Analyzing Song Repetition in R Using geniusr

PUBLISHED ON MAR 27, 2018

Rick Wicklin (@RickWicklin) posted a blog post recently about how to visualize repetition in song lyrics using SAS. I wanted to do the same thing using R and also utilizing geniusr to more easily access a variety of song lyrics to compare.

Note: There is also geniusR that I did not dig into further.

First let’s create some functions to make it easy to compare a bunch of different songs.

Step 1: Get Lyrics

require(geniusr)
require(dplyr)
require(stringr)

To use the Genius API, you will need a client access token.

  • Create a new API client here.
  • For the app website URL you can use http://example.com .
  • For the redirect URL you can use example.com .

This will prompt you to enter your client access token.

genius_token()

Let’s test it out with the catchy ``Shape of You" by Ed Sheeran.

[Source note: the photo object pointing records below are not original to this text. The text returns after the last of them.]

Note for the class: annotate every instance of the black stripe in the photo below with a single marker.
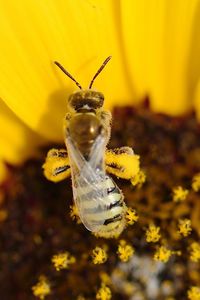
(98, 209)
(115, 204)
(112, 220)
(93, 193)
(59, 170)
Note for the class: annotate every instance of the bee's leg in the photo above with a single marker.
(122, 162)
(56, 166)
(106, 119)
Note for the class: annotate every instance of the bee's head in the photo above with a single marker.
(86, 99)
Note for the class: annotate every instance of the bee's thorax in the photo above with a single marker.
(83, 130)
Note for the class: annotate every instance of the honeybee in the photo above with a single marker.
(87, 128)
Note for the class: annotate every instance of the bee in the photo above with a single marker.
(87, 127)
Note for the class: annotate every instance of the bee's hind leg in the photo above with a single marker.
(56, 166)
(122, 162)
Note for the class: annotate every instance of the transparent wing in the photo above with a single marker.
(88, 181)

findSong <- search_song(search_term = "shape of you") %>%
  filter(artist_name == "Ed Sheeran")

lyrics <- scrape_lyrics_id(song_id = findSong$song_id[1]) 
## more than one of this song because of remixes, we just want the first one

head(lyrics)
## # A tibble: 6 x 5
##   line                            song_id song_name  artist_id artist_name
##   <chr>                             <int> <chr>          <int> <chr>      
## 1 The club isn't the best place … 2949128 Shape of …     12418 Ed Sheeran 
## 2 So the bar is where I go        2949128 Shape of …     12418 Ed Sheeran 
## 3 Me and my friends at the table… 2949128 Shape of …     12418 Ed Sheeran 
## 4 Drinking fast and then we talk… 2949128 Shape of …     12418 Ed Sheeran 
## 5 And you come over and start up… 2949128 Shape of …     12418 Ed Sheeran 
## 6 And trust me I'll give it a ch… 2949128 Shape of …     12418 Ed Sheeran

Step 2: Preprocess Lyrics

This gives us a line per row, but we want individual words. We also want to pre-process the text, removing punctuation and transferring to lower case.

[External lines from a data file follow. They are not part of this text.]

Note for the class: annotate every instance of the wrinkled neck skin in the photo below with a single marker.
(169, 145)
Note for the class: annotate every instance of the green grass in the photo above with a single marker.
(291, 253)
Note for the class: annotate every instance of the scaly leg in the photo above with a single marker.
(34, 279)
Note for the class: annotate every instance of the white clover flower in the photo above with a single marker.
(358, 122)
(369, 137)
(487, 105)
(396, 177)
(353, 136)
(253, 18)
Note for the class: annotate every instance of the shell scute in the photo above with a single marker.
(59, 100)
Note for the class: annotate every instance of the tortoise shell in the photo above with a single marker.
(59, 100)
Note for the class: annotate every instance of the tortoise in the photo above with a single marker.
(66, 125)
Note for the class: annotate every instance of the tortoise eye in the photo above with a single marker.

allone=str_c(lyrics$line,collapse=" ") ##concatenate

## remove punctuation
allone=gsub(",","",allone)
allone=gsub("\\.","",allone)
allone=gsub("?","",allone)
allone=gsub("!","",allone)
allone=gsub("\\(","",allone)
allone=gsub("\\)","",allone)

alloneLower=tolower(allone)

wordByWord=unlist(strsplit(alloneLower," "))

head(wordByWord)
## [1] "the"   "club"  "isn't" "the"   "best"  "place"

We can generalize this code into a function for future use.

processSong<-function(songName,artist){
  findSong <- search_song(search_term = songName) %>%
    filter(artist_name == artist)
  
  lyrics <- scrape_lyrics_id(song_id = findSong$song_id[1])
  

  allone=str_c(lyrics$line,collapse=" ")
  
  ## remove punctuation
  allone=gsub(",","",allone)
  allone=gsub("\\.","",allone)
  allone=gsub("?","",allone)
  allone=gsub("!","",allone)
  allone=gsub("\\(","",allone)
  allone=gsub("\\)","",allone)
  
  alloneLower=tolower(allone)
  
  wordByWord=unlist(strsplit(alloneLower," "))
  
}

Step 3: Make Plot

We create a matrix of zeros that has the same number of rows and columns as number of words in the song.

If a word occurs as the second and tenth word in the song, we have a match, and (2,10) will be represented by a one.

toPlot=matrix(0,nrow=length(wordByWord),ncol=length(wordByWord))

findMatch<-function(x,corpus){
  matches=which(corpus==corpus[x])
 cbind(rep(x,length(matches)),matches)
} ## get (i,j) pairs to fill in
  
matches=lapply(1:length(wordByWord),findMatch,wordByWord)
toFill=do.call("rbind",matches)
toPlot[toFill]=1

Note: to match the plots made in Wicklin’s post, we make (1,1) in the top left corner. White denotes repetition. A groups of repeated words often is a chorus.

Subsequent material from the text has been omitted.